А слушать действительно было что. Давно мне не приходилось слышать такой сжатой и вместе с тем подробной психологической характеристики. Я бы с удовольствием прочитала полицейские рапорты Эдварда Попельского. Если они такие же мастерские с литературной точки зрения, как и его высказывания, можно смело утверждать, что он должен быть не детективом или филологом, а писателем.
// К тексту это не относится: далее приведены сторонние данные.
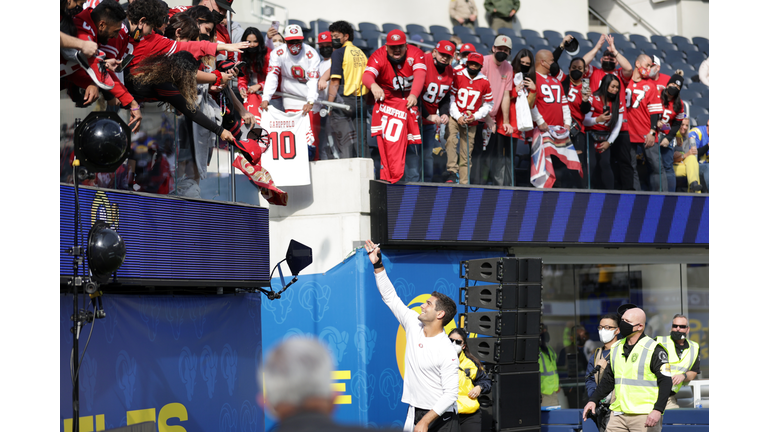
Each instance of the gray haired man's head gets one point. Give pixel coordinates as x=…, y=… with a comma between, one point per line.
x=296, y=370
Попельский представил очень подробный портрет графа Юзефа Бекерского, который обрисовал ему покойный ныне Леон Буйко. Обвиняемый в рассказе свидетеля предстал перед нашими глазами, словно живой. Мы увидели человека, полного противоречий, в чьей душе математика и инженерия соревновались с чрезвычайной религиозностью. Однако она не была слепой или экзальтированной, а наоборот, направленной, так сказать, математически. Во время учебы в Казани Бекерский столкнулся с русской религиозной сектой имяславцев, среди которых преобладали как раз математики! Это были известные московские профессора — не знаю, где они были известны, я о таких в жизни не слышала! — такие, как Егоров или Лузин. Сторонники этой секты, к которой Бекерский присоединился уже в начале пребывания в России, считали, будто «Бог является своим именем», что для математиков понятно и объясняется теорией порядковых чисел. Увлекшись имяславием, Бекерский начал изучать еврейский язык, поскольку его интересовали контексты, в которых принимали священное имя ЙГВГ, которое одни произносят «Яхве», а другие — «Иегова». Невероятно, но этот матерый антисемит изучал еврейский! Однако мрак человеческой души, если воспользоваться библейской метафорой, еще более непроницаемый, чем тьма египетская.
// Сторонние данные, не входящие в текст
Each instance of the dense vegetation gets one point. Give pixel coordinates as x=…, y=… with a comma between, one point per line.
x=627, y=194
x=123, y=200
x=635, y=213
После этого рассказа о Бекерском детектив охарактеризовал покойного Леона Буйко, который вместе с обвиняемым в течение трех семестров изучал в Казани математику, прежде чем граф перевелся на технический факультет. Буйко совершил огромное математическое открытие: разработал теорию так называемых чисел Харона, в которых «записана любая конечная последовательность». Поскольку тексты, устные или письменные, являются конечной последовательностью букв, в числах Харона закодировано каждую из них. Поскольку жизнь любого человека является текстом, то в числах Харона закодирована жизнь от рождения до смерти. До сих пор ключ к этому бесконечному шифру, который охватывает всех людей, которые жили когда-то или будут жить на земле, был неизвестен. Буйко считал, что отыскал этот ключ в еврейском тексте Ветхого Завета. Сопоставляя различные фразы и вырванные из контекста слова, создавал магические квадраты (ради Бога, не спрашивайте меня, что это такое!), которые (здесь Попельский тоже оказался беспомощным) неизвестно как использовал для расшифровки текста о человеческой жизни, записанного в числах Харона. Пусть там как, Буйко полностью посвятил себя исследованию Библии. Случайно установил интересное числовое совпадение, которое касалось двух женщин, с которыми он имел интимные отношения. Речь идет о гадалке Любе Байдиковой и проститутке Лии Кох. Добавив числа, соответствующие буквам их имен (не спрашивайте меня, каким это образом буквы могут иметь числовое значение!), получил сумму 68. Добавив буквы-числа еврейских соответствий их профессий (слова «пророчица» и «блудница» тоже имеют в еврейском какие-то числа), также получил 68. Он решил, что это знак. Продолжая работать в регистрационном бюро, он тайком начал искать в книгах таких людей. Случайно наткнулся на информацию о еврейском происхождении матери своего бывшего университетского товарища, а ныне богатого землевладельца и ярого националиста Юзефа Бекерского.